Stats Collectors get to work as drought stares Tamil Nadu in the face

Parched and cracked fields, withered crops and dying farmers – there are only 10 days left for the upcoming Pongal festival.
Women fetching water stagnating after recent rainfall for household consumption at Ramanathapuram on Tuesday | Express Photo Service
Women fetching water stagnating after recent rainfall for household consumption at Ramanathapuram on Tuesday | Express Photo Service

CHENNAI: Parched and cracked fields, withered crops and dying farmers – there are only 10 days left for the upcoming Pongal festival, but there is precious little to harvest, much less to celebrate for thousands of farmers and farmhands in Tamil Nadu. 

The irony is unmistakable, as the severe drought is coming right after the unprecedented floods of the last monsoon during which the State received enough water to meet its needs for two-three years.

Acknowledging the gravity of the situation prevailing in the State due to monsoon failure, the effects of which have been accentuated by the meagre share it received from Cauvery water, the State government has directed collectors to submit the status of the standing crops in all districts except Chennai. 

This assessment is necessary under the new guidelines of the Centre, which mandates a direct status check on the standing crops to be examined in 10 percent of villages.

“To monitor this process, committees comprising ministers and senior IAS officers would be immediately constituted and would tour the districts till January 9 and submit their report to the State government on January 10. Based on this, a declaration about the impact of drought would be notified,” said Chief Minister O Panneerselvam on Tuesday. 

This was decided in two back-to-back meetings he chaired at the Secretariat during the day. “I assure the farmers that the relief assistance for the crop loss would be given immediately after the high-level committee submits its report.

Apart from this, the farmers who had insured their crops would get claims from insurance companies,” Panneerselvam added in a statement.
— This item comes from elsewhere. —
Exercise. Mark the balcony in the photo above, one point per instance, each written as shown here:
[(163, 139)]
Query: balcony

The announcement came at a time when farmers associations, backed by opposition parties, have been laying siege to collectorates seeking to declare their districts as drought-hit. 

The All Farmers Associations Coordination Committee had announced a road roko on Thursday, which, however, was deferred after the Chief Minister assured them of all efforts during a meeting with its leaders at the Secretariat on Tuesday. 

This has been a particularly tough year for the farmers in the State, with both monsoon and the Cauvery water sharing agreement failing to deliver when it mattered.

The north-east monsoon was abject: at 62 percent deficit, this is the worst year in over a century. 

All that Tamil Nadu received this year was 168 mm rains, second only to 163.5 mm recorded way back in 1876. As many as 21 of the 32 districts have received less than 40 per cent rains. What made this hurt the farmers is the failure to realise Tamil Nadu’s share from the Cauvery. 

In this season between June and December, the State received only 66.60 tmc ft – only about a third of what was awarded by the Cauvery Tribunal.

The distress in agrarian belts has led to an alarming number of farmer deaths. In Nagapattinam alone, there have been 39 deaths so far. 

However, only two of them are suicides while the rest were mostly heart attacks, due yet another thankless season. But, desensitised by cycles of agrarian distress, a death or a few dozen does not perhaps matter if it is not a suicide.